La maestra, Arulayah Thivyathevu, comenta que el espacio y los recursos de la escuela son limitados. Los docentes deben reunir a niños y niñas de diversos grados en una misma clase y emplear un programa común para todos, lo que dificulta la enseñanza y el aprendizaje. UNICEF brinda apoyo a las escuelas para niños desplazados, a las que suministra mobiliario, material didáctico , láminas de plástico para dividir las aulas y otros recursos.

Un refugio seguro

Dhanushiha y Dilushana, hermanas de 11 y 8 años, respectivamente, han hallado estabilidad y un refugio seguro en la escuela. La madre de las niñas fue violada y asesinada durante el conflicto y Dhanushiha y Dilushana tuvieron que valerse por sí solas con la limitada ayuda de sus vecinos.

Imagen del UNICEF
© UNICEF/Video
Las escuelas les brindan estabilidad y seguridad a los niños en circunstancias inestables. En Sri Lanka, los maestros han acompañado a sus alumnos durante el proceso de desplazamiento y les ayudan durante su reasentamiento.
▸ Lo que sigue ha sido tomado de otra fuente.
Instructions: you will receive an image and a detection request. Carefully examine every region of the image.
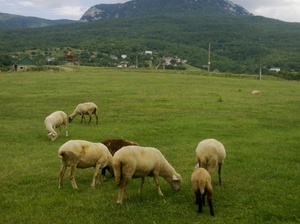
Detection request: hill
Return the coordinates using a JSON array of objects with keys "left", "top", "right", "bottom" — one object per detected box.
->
[
  {"left": 80, "top": 0, "right": 252, "bottom": 21},
  {"left": 0, "top": 13, "right": 75, "bottom": 29},
  {"left": 0, "top": 0, "right": 300, "bottom": 74}
]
“Mi hermana hace todo por mí”, dice Dilushana. “Me lava la ropa, me ayuda con los deberes escolares, me peina y me ayuda a lavarme”.

La larga experiencia de UNICEF con los niños en situaciones de emergencia demuestra que la educación es la base fundamental de la estabilidad para los niños que se recuperan de los conflictos armados. Según Brenda Haiplik, Jefa de Educación de la Oficina de UNICEF en Sri Lanka, la educación tiene una importancia fundamental para la reconstrucción de la vida comunitaria después de los conflictos armados.

“La educación trae paz y estabilidad a las comunidades”, explica Haiplik. “Además, los niños regresan a sus hogares con mensajes muy útiles sobre la higiene, la salud y la protección”.

La participación de la comunidad

Las escuelas para niños reasentados de Sri Lanka dependen en gran medida de la participación de las comunidades para su funcionamiento. En la escuela de Thigilivaddai, que volvió a funcionar hace un año, los padres y madres se organizaron en equipos para mantener la limpieza y reparar las instalaciones.

El director de la escuela, Rasiah Jeevaratnam, dice que de manera similar a lo que les ha sucedido a muchas comunidades reasentadas, el centro que dirige no fue bien recibido por sus nuevos vecinos. Agrega, sin embargo, que la firme voluntad de los alumnos y la participación activa de los progenitores hicieron posible que la situación se normalizara lentamente.

“Ahora”, dice Jeevaratnam, “los niños se sienten capaces de lograr cualquier cosa que se propongan”.